El pasado 17 de diciembre de 2025, la Contraloría General de la República emitió el Informe Final N° 400, que contiene los resultados de la auditoría practicada a la Dirección General del Crédito Prendario (DICREP), conocida como la “Tía Rica”.
Las conclusiones son francamente preocupantes: Ausencia de procedimientos y controles que permitan verificar la identidad de los empeñantes y garantizar la procedencia lícita de los bienes entregados en prenda; falta de segregación de funciones; deficiencias de trazabilidad respecto de joyas y alhajas empeñadas; existencia de empeñantes con antecedentes penales que realizaron operaciones de manera recurrente; y ausencia de mecanismos de coordinación con organismos policiales, por nombrar algunas.
Más allá de las eventuales responsabilidades administrativas o penales individuales que puedan configurarse, lo verdaderamente inquietante es la falta de compliance público efectivo en una actividad que, por su naturaleza, está expuesta a riesgos penales conocidos: receptación, lavado de activos, falsedades documentales y delitos funcionarios, entre otros.
Que instituciones públicas puedan ser utilizadas como “atajos” para conductas ilícitas no es nuevo. Lo que sí sorprende es que, tratándose de una actividad socialmente necesaria —el crédito prendario— y con riesgos conocidos y previsibles, el Estado no cuente con protocolos, procedimientos y controles mínimos que vayan más allá de un Código de Ética, un manual interno o una circular. El Estado no debería cumplir sólo porque “existe un papel que lo exige”, sino porque administra recursos, custodia bienes y debe gestionar riesgos en su carácter de garante. Y esa gestión sólo tiene sentido si se exige, de una vez, la implementación de un compliance público adecuado y verificable, diseñado según la realidad operativa de cada institución.

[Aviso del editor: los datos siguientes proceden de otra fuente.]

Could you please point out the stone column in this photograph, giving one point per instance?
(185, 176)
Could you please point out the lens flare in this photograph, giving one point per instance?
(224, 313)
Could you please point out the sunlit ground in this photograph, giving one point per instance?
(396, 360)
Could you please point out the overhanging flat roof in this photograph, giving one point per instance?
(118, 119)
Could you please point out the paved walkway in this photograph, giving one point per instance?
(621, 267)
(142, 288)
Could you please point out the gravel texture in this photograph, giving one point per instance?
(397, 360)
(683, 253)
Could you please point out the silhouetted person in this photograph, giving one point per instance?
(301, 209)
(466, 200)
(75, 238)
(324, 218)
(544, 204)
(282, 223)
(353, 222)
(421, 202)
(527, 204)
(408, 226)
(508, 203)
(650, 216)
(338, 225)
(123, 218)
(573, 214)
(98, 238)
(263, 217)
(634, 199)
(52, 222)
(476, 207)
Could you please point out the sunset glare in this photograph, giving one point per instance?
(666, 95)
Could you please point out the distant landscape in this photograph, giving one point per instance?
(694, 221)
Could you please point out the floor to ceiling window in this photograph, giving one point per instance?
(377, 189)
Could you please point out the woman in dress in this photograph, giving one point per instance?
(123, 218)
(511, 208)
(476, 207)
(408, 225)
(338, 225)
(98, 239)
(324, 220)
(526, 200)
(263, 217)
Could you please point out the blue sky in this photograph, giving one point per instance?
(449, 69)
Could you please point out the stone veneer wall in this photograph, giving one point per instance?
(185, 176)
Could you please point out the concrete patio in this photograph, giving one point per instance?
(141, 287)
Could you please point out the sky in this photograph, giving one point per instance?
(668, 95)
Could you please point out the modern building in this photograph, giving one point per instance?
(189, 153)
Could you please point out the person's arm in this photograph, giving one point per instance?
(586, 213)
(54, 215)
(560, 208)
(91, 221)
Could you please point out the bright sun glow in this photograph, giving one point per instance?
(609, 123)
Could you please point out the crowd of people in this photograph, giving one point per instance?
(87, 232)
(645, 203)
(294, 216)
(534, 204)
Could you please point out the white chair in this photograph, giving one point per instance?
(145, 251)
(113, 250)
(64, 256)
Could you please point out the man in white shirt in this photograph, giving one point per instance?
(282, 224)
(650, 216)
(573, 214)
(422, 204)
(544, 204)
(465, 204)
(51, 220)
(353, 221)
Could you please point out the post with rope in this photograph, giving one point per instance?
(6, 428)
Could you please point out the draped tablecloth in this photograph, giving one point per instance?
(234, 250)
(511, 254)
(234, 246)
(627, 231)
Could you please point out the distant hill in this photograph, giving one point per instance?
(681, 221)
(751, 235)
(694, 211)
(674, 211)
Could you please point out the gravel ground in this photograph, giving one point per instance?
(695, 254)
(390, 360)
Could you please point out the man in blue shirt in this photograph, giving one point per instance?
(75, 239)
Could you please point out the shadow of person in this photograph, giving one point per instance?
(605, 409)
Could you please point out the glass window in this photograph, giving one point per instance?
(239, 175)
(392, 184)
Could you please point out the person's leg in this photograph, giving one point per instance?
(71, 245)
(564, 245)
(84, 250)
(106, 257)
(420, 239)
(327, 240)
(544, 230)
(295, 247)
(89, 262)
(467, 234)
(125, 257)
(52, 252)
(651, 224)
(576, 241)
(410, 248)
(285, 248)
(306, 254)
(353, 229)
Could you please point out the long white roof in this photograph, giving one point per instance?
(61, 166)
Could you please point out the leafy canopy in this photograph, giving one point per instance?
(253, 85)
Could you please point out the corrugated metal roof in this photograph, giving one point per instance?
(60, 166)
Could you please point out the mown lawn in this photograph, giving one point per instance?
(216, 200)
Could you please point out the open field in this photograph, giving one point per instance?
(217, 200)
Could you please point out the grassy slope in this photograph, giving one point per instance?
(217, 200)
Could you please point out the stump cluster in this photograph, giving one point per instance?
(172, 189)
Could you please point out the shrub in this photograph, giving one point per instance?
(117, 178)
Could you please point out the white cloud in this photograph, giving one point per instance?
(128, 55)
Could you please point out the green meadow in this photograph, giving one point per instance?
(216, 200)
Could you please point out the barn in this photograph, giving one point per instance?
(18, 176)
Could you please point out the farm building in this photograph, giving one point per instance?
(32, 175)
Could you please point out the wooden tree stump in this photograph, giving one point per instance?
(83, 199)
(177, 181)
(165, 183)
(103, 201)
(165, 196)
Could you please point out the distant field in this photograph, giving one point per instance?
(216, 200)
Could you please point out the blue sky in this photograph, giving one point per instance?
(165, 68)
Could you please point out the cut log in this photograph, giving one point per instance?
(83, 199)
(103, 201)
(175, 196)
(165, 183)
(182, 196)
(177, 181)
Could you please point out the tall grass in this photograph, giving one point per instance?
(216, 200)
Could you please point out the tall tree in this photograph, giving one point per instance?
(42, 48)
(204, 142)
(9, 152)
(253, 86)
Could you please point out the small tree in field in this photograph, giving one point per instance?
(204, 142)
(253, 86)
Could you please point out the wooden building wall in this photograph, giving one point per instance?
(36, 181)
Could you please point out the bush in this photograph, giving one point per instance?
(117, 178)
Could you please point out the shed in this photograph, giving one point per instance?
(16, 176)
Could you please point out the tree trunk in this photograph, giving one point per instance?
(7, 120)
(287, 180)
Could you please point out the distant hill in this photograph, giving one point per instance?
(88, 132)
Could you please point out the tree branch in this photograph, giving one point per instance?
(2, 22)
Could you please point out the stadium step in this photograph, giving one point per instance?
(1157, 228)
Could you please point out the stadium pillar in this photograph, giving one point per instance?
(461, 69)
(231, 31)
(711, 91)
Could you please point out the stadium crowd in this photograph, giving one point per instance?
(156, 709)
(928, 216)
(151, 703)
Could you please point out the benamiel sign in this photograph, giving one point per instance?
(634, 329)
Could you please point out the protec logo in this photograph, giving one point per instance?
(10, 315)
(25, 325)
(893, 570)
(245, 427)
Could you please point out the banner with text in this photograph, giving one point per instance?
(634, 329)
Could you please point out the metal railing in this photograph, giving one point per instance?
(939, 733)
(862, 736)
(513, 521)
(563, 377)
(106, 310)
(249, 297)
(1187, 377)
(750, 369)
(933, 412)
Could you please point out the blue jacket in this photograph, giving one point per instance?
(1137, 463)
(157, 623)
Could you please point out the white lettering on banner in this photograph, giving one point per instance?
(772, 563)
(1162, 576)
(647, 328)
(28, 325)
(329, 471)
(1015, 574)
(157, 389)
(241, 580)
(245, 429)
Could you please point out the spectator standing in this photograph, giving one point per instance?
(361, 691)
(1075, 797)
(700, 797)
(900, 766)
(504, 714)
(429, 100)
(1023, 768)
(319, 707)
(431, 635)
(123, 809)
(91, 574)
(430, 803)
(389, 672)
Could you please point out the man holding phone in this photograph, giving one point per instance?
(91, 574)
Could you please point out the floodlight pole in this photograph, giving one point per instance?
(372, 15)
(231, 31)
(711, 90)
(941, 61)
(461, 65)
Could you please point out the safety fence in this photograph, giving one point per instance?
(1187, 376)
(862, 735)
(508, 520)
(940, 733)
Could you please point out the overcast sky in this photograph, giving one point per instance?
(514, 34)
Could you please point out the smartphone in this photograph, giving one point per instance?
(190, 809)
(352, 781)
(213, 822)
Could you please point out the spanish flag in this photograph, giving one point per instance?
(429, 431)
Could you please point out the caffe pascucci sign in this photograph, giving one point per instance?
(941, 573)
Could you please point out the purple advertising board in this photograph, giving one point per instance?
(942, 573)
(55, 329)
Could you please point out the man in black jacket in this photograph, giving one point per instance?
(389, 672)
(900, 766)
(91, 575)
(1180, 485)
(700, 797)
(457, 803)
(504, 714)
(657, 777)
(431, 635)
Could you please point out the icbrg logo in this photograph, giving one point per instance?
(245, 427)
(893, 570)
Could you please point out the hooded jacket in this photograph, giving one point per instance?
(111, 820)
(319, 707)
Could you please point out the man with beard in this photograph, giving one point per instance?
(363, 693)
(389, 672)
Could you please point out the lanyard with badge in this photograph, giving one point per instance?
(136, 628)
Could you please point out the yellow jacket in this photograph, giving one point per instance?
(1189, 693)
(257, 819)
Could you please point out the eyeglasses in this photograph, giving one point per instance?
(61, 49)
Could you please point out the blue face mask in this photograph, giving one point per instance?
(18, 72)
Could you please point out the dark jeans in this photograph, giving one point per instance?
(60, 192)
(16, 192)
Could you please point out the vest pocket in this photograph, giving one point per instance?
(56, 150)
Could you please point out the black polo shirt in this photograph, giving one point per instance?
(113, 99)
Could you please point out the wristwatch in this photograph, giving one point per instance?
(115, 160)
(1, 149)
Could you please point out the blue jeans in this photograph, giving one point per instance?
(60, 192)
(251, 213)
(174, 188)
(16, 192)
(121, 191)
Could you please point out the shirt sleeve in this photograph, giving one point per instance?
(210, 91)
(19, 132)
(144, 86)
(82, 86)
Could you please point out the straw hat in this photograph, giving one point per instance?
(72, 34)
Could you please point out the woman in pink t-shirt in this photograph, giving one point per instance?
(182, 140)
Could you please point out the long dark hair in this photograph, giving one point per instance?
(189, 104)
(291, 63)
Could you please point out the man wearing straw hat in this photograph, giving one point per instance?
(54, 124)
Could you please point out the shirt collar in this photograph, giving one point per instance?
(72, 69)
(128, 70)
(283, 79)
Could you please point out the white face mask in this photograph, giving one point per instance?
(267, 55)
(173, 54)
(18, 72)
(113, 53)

La paradoja es evidente. En los últimos años, los particulares han enfrentado una verdadera avalancha regulatoria en cumplimiento: penal, laboral, protección de datos y ciberseguridad. Además, contar con modelos de prevención ya es exigido —o, al menos, fuertemente ponderado— para contratar con el Estado y participar en licitaciones. Sin embargo, la propia Administración opera, en muchos casos, sin una obligación equivalente, más allá de reportes específicos a la UAF y el cumplimiento de instructivos internos.
El informe de Contraloría debiera llevarnos a una reflexión simple: la discusión no es sólo sobre la DICREP, sino sobre el estándar que le exigimos al Estado cuando administra riesgos. Si al sector privado se le demanda —por regulación y, en particular, por la Ley 20.393— adoptar medidas de prevención y control, ¿por qué aceptar menos cuando se trata de instituciones públicas que administran y gestionan riesgos penales?
El compliance público no es un lujo, es una condición mínima de integridad institucional. Porque cuando fallan los controles, lo que se pierde no es sólo eficiencia: se pierde confianza.